R is an environment for statistical computing. This is a cheatsheet and a collection of additional notes, mostly collected during university courses or home exercises.

Typing `help(function)`

or `example(function)`

into the R console, gives us quite useful documentation.

Basic vectors are initialized with the `c()`

function. It accepts values or other vectors as arguments and it'll merge them.

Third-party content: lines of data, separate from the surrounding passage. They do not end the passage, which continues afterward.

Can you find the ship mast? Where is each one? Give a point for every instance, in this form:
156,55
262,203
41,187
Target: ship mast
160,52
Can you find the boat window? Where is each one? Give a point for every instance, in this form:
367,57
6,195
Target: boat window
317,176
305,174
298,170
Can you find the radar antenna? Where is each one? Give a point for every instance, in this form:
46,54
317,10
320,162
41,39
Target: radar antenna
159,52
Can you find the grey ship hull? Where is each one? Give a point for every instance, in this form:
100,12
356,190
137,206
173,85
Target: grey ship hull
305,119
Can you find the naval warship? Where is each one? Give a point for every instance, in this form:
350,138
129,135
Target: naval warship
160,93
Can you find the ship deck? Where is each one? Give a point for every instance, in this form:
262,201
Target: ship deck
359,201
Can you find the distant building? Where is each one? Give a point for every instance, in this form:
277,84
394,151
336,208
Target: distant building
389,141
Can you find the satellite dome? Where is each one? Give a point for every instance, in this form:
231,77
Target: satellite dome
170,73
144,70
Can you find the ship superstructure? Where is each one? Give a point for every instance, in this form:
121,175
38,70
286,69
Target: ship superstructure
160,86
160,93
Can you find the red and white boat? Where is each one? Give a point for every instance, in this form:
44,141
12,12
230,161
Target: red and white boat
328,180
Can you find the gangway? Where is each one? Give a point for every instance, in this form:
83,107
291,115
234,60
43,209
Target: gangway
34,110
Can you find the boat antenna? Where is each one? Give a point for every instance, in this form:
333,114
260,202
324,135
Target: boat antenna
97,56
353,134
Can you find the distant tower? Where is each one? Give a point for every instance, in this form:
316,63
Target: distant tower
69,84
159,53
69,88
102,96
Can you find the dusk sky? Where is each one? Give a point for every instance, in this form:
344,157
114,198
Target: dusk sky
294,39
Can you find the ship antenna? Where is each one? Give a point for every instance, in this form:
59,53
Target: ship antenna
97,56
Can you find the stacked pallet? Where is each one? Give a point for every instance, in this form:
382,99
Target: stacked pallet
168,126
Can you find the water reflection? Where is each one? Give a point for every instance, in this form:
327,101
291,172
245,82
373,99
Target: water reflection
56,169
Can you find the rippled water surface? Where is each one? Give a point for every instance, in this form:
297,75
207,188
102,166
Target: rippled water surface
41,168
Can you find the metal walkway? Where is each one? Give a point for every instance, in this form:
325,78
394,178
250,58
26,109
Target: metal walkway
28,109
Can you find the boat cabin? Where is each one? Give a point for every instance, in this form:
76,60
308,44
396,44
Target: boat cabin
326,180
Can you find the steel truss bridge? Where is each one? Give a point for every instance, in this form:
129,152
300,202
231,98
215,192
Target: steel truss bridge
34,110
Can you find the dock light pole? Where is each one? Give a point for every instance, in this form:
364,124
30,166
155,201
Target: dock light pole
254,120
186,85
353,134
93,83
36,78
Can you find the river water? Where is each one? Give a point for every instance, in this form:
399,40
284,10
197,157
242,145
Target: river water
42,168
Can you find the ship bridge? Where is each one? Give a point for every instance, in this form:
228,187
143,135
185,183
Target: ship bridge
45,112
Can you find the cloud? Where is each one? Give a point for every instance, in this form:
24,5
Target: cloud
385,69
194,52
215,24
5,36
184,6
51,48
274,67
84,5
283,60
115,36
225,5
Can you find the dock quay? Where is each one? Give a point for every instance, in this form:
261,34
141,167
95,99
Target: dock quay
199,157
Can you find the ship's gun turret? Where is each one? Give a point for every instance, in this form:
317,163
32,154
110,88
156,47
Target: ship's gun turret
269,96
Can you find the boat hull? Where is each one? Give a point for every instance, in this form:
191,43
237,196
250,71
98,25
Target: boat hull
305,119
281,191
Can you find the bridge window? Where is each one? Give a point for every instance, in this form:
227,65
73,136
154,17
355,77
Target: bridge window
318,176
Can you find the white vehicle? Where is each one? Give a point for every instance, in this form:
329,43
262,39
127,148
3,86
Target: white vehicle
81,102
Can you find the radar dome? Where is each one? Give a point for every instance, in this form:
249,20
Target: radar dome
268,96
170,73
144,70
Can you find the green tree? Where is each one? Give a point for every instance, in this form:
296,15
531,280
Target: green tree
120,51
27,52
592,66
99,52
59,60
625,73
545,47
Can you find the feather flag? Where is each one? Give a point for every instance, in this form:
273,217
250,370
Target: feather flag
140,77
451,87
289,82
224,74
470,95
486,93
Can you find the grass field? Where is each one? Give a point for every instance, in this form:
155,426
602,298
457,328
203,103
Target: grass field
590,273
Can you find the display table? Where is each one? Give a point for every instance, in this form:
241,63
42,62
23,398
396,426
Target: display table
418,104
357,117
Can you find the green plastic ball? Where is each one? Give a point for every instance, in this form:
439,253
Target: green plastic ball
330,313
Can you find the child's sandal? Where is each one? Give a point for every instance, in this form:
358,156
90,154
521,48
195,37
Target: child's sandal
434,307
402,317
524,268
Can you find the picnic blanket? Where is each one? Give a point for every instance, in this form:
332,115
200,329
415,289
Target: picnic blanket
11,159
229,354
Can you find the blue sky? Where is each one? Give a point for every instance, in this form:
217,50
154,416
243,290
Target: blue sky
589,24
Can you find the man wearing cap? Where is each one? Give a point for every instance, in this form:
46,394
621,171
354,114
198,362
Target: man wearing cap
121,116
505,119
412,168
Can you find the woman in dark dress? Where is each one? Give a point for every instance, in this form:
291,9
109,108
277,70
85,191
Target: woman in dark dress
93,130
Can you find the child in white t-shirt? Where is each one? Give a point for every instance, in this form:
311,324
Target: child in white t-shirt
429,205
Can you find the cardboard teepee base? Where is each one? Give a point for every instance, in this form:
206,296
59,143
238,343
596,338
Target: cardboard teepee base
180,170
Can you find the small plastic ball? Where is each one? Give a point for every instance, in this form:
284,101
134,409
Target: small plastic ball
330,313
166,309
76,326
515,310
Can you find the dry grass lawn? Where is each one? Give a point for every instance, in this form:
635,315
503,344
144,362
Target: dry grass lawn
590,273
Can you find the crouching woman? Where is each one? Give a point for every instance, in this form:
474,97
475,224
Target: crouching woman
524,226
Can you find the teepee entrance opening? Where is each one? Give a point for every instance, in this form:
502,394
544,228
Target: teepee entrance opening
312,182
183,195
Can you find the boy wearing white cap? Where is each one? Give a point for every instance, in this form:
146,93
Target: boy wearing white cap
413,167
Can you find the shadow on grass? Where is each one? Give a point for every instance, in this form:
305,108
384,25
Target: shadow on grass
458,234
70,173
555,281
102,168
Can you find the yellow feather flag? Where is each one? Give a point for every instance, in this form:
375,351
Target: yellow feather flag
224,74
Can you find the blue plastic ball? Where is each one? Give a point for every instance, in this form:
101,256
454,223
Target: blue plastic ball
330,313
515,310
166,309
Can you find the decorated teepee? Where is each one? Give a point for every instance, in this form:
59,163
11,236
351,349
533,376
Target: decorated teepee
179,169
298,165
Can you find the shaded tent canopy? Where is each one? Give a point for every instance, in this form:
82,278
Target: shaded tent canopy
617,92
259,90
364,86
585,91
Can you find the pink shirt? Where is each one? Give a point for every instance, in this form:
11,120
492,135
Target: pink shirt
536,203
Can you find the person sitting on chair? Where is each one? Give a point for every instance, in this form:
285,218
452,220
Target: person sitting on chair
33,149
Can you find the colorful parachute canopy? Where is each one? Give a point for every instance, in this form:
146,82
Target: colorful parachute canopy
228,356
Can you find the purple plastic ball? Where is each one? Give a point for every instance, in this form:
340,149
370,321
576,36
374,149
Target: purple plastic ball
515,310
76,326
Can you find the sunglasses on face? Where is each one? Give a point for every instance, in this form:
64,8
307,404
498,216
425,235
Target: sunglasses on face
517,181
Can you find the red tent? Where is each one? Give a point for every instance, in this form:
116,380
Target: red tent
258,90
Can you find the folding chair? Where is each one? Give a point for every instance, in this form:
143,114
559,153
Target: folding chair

Repeated sequences can be generated with the `rep(values, counts)`

function. For example `rep(1:3, c(2, 2, 3))`

will return `1, 1, 2, 2, 3, 3, 3`

.

We can generate closed numeric sequences with the `seq(from, to, step)`

function or with the `from:to`

shorthand.

Matrix objects can be generated by using the `matrix(values, rows, cols)`

function or by setting the shape of a vector with `dim(x) <- c(rows, cols)`

.

The built-in functions in R to calculate summary statistics are using the formulas for sampled data. We can fake the raw data with some `c(rep(mark1, af1), rep(mark2, af2))`

calls.

Alternatively, we can apply some corrections to the built-in functions to get the precise result. In common cases (such as variance or covariance) this equals to replacing the `n - 1`

denominator with `n`

.

```
empirical <- function (fn, x) {
fn(x) * (length(x) - 1) / length(x)
}
```

We can start writing to a file with `sink(path)`

and return the output to the console with `sink(NULL)`

. Writing both to a file and to the console can be done with `split=TRUE`

.

Outputting to images can be started by calling the `png(path, width=w, height=h)`

or `jpeg(path, width=w, height=h)`

functions. Afterwards all plots are written to the file. This can be stopped with `dev.off()`

.

R has powerful plotting functions to represent different types of data. These functions generally accept the `main`

, `xlab`

and `ylab`

parameters for the different labels. Simple ones are `pie(x)`

, `barplot(x)`

, `plot(x, y)`

, `plot.stepfun(x, pch=16)`

, `boxplot(x)`

.

Histograms can be plotted with the `hist(x)`

function. With `freq=FALSE`

the function will use relative frequencies. We can specify the breaks with the `breaks`

parameter or by passing custom breaks as an argument: `hist(x, c(0, k1, k2, n))`

Calculating quantiles for raw data can be done in many ways. Tukey's five numbers (min, 1st quartile, median, 3rd quartile, max) with `fivenum(x)`

, specific percentile with `quantile(x, probs=c(p1, p2))`

. Calculating the quantile of grouped data can be done with faking the raw data (biased quantile) or by implementing its formula as a function.

The built-in `cov(x, y)`

function is handy to calculate the covariance of sampled data. We can calculate difference correlation coefficients with the `cor(x, y, method="method")`

function, where the method can be one of `"pearson"`

, `"spearman"`

or `"kendall"`

.

R provides a very simple way to fit linear regression models through the `lm(y~x)`

or `lm(y ~ x1 + x2)`

function. Afterwards, using the `summary(model)`

function we can get values like the intercept, slope or R squared.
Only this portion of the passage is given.